Michael Squires msquires at whitepages.com
Mon Nov 1 13:49:26 PDT 2010
On 11/1/10 1:21 PM, Christopher Browne wrote:
> In my view, to use a timezone which has a known incontinuity (e.g. -
> where you can expect a 1 hour "leap" every so often) *is* the footgun.

For many organizations, by the time they realize that they have a timezone problem it has propagated
throughout their data center. They have databases, load balancers, network devices, etc. that all
have a notion of "time" in them, and reconciling those is a huge task.

Any timezone that has the concept of daylight savings time has one "missing" hour and one
"duplicated" hour every year. It is subject to "political" changes (e.g., changing the begin/end of
DST a few years ago in the US). If you have machines in multiple time zones, and, even worse, in
multiple time zone "regimes" (such that they can change at different times), you WILL have bizarre
effects where your log files are borked up or you have apparent discontinuities in your metrics.

I think that everyone should run everything in their data centers on UTC, and only "localize" the
time when necessary to deal with "outside" users.
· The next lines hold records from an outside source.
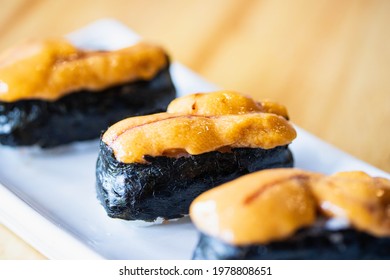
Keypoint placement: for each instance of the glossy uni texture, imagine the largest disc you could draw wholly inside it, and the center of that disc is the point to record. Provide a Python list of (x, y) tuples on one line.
[(81, 115), (289, 213), (165, 186)]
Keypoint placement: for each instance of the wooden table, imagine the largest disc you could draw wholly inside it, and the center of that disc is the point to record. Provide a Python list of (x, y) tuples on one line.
[(328, 61)]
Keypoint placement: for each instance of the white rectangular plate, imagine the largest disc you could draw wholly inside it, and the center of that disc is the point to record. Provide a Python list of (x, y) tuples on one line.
[(49, 198)]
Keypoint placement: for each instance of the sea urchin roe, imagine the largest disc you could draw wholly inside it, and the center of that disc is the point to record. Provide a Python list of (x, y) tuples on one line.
[(133, 138), (257, 208), (222, 103), (363, 200), (272, 204), (50, 69)]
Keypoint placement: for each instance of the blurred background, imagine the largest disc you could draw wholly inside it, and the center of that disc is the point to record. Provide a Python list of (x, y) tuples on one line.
[(328, 61)]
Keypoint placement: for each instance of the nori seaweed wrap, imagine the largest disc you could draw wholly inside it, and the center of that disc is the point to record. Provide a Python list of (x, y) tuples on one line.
[(291, 214), (153, 166), (75, 95)]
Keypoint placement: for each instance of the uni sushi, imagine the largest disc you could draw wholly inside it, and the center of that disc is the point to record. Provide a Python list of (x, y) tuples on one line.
[(154, 166), (52, 93), (294, 214)]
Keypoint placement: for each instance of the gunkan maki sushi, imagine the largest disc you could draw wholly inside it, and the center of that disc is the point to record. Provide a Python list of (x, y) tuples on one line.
[(52, 93), (153, 166), (288, 213)]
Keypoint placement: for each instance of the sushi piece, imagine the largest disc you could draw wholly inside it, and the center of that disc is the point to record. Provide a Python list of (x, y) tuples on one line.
[(52, 93), (288, 213), (153, 166)]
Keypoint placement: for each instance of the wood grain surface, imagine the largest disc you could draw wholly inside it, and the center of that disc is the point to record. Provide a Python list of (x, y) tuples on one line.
[(328, 61)]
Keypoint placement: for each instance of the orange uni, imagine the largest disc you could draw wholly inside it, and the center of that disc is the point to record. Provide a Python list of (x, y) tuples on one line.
[(51, 69)]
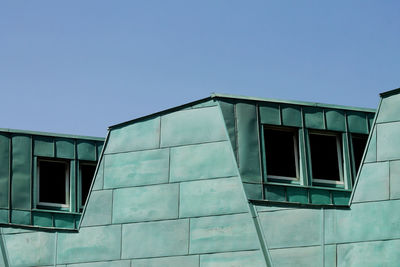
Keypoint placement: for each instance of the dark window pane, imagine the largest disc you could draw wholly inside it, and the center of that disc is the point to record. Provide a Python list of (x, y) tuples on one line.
[(359, 143), (87, 172), (324, 157), (280, 152), (52, 177)]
It makes sense that you schedule things like
machine downtime for convenient times for the majority of users (rather than "midnight UTC"), but
that doesn't stop you from expressing those schedules in UTC.

If you do this on day 1 of your enterprise (no matter how small) you will save yourself large
amounts of grief as you grow.

I know that several large internet companies haven't unified on UTC (because of the mass of things
that would have to change) and just expect problems at least twice a year as a result.